Alfv\'en Polar Oscillations of Relativistic Stars

TL;DR

This paper investigates the polar Alfvén oscillations in relativistic stars with strong magnetic fields, revealing a discrete spectrum and minimal impact on fluid modes, using numerical evolution of perturbation equations.

Contribution

It provides the first detailed numerical analysis of axisymmetric polar Alfvén oscillations in relativistic stars with strong magnetic fields, highlighting their discrete spectrum.

Findings

Polar Alfvén oscillations have a discrete spectrum.

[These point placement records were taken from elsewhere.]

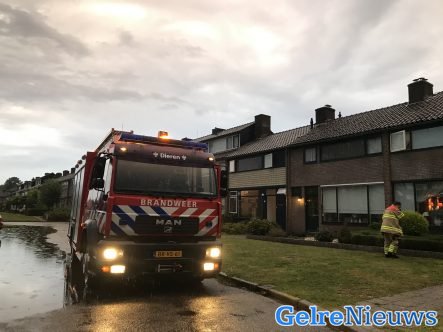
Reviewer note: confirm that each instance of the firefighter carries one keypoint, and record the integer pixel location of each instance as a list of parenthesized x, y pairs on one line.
[(391, 230)]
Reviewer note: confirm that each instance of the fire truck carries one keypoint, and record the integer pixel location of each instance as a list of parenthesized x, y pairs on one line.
[(146, 207)]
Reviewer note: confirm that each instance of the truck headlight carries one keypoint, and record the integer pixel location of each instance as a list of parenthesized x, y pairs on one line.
[(112, 253), (214, 252)]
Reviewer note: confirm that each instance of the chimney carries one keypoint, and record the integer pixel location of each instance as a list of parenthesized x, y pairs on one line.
[(216, 130), (262, 126), (419, 90), (324, 114)]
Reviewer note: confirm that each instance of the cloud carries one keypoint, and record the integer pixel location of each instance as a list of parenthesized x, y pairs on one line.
[(79, 68), (16, 23)]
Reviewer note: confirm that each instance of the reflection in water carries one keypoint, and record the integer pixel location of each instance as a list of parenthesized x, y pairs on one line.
[(31, 272)]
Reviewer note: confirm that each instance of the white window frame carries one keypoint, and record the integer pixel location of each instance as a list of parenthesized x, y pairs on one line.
[(267, 157), (233, 194), (403, 147), (231, 166)]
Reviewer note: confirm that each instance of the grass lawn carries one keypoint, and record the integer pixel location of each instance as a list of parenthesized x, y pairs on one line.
[(17, 217), (376, 232), (328, 277)]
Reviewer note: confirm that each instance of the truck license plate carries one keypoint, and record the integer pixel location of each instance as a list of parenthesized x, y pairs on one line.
[(170, 253)]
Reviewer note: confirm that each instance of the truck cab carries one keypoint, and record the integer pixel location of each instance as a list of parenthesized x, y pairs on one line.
[(146, 207)]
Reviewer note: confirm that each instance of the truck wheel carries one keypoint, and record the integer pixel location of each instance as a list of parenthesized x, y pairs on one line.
[(89, 281)]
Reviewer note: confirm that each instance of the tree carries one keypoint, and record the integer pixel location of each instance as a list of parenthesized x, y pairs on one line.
[(50, 193), (31, 199), (11, 183)]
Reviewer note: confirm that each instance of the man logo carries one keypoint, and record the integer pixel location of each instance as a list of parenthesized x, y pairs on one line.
[(168, 222)]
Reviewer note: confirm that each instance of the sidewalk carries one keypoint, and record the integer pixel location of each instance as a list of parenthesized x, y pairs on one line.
[(430, 298)]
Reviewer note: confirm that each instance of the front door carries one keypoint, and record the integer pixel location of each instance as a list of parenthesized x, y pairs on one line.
[(312, 208), (281, 210)]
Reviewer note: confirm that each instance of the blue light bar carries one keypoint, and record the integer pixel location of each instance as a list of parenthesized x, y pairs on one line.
[(149, 139)]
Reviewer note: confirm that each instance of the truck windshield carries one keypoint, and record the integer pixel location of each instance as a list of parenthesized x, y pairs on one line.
[(160, 179)]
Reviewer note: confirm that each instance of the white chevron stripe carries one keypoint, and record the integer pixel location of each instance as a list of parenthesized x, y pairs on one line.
[(125, 228), (205, 214), (206, 230), (149, 210)]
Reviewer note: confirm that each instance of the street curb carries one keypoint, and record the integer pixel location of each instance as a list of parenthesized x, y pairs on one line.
[(403, 252), (297, 303)]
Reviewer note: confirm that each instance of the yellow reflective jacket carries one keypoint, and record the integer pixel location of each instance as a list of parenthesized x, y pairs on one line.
[(391, 223)]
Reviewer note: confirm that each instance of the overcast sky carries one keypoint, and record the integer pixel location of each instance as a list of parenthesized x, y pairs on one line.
[(72, 70)]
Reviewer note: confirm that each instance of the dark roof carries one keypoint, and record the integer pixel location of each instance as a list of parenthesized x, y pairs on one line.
[(392, 117), (224, 132), (269, 143)]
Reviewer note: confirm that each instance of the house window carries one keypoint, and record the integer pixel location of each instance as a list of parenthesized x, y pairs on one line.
[(279, 158), (376, 202), (343, 150), (235, 141), (427, 138), (233, 202), (329, 204), (250, 204), (217, 145), (398, 141), (268, 160), (249, 164), (353, 204), (373, 145), (232, 142), (310, 155), (231, 166), (429, 198)]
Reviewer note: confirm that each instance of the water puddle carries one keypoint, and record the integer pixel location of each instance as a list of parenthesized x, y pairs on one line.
[(31, 272)]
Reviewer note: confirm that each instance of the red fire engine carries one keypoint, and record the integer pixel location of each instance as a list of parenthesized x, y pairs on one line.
[(146, 206)]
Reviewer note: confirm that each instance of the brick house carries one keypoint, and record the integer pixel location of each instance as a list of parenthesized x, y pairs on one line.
[(223, 141), (258, 177), (345, 170)]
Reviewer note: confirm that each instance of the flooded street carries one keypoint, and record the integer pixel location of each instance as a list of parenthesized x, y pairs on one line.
[(31, 272), (32, 295)]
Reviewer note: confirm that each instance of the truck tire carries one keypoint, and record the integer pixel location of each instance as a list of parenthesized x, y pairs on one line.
[(89, 281)]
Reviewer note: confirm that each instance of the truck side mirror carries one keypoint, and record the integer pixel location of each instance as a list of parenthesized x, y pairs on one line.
[(98, 183), (223, 183), (98, 172)]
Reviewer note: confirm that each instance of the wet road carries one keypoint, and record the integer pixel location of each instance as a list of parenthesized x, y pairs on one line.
[(31, 272), (170, 306)]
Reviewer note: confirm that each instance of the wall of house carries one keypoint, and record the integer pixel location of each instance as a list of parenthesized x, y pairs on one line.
[(366, 169), (259, 178), (417, 165)]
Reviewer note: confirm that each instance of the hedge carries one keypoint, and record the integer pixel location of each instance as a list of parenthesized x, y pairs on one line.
[(405, 243)]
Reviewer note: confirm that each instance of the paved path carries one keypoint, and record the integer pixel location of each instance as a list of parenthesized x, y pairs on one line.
[(430, 298)]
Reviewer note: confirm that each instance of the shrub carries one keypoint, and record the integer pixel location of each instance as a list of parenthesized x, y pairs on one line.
[(324, 236), (59, 214), (375, 225), (234, 228), (344, 235), (258, 227), (35, 212), (419, 244), (276, 230), (414, 223), (367, 240), (228, 218)]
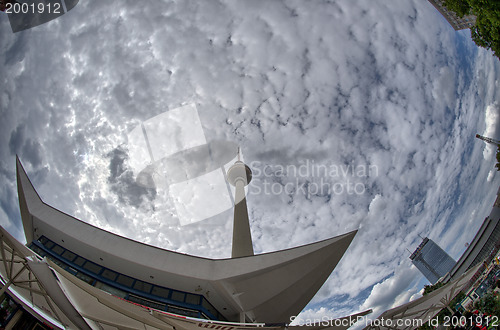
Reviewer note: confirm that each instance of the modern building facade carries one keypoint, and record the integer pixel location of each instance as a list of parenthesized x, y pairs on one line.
[(84, 277), (458, 23), (432, 261)]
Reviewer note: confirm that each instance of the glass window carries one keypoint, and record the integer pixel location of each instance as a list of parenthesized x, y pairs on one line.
[(47, 243), (109, 274), (57, 249), (68, 255), (125, 280), (142, 286), (160, 292), (178, 296), (79, 261), (192, 299), (92, 267)]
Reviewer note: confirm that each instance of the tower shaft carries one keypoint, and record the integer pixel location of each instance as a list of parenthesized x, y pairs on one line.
[(488, 140)]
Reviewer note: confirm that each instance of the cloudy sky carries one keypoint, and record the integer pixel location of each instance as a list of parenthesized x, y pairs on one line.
[(377, 101)]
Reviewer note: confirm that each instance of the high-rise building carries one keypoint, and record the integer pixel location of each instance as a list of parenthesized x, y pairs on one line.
[(458, 23), (432, 261), (73, 275)]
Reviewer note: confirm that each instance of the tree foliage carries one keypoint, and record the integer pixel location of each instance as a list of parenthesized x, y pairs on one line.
[(486, 32)]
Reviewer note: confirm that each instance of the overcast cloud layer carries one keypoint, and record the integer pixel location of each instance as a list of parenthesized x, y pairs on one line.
[(384, 94)]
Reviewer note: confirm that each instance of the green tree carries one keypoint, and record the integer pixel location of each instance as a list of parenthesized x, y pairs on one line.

Fluid modes like f and p are unaffected by strong magnetic fields.

Numerical evolution of perturbation equations is used to analyze oscillations.

Abstract

We study polar Alfv\'en oscillations of relativistic stars endowed with a strong global poloidal dipole magnetic field. Here we focus only on the axisymmetric oscillations which are studied by evolving numerically the two-dimensional perturbation equations. Our study shows that the spectrum of the polar Alfv\'{e}n oscillations is discrete in contrast to the spectrum of axial Alfv\'{e}n oscillations which is continuous. We also show that the typical fluid modes, such as the f and p modes, are not significantly affected by the presence of the strong magnetic field.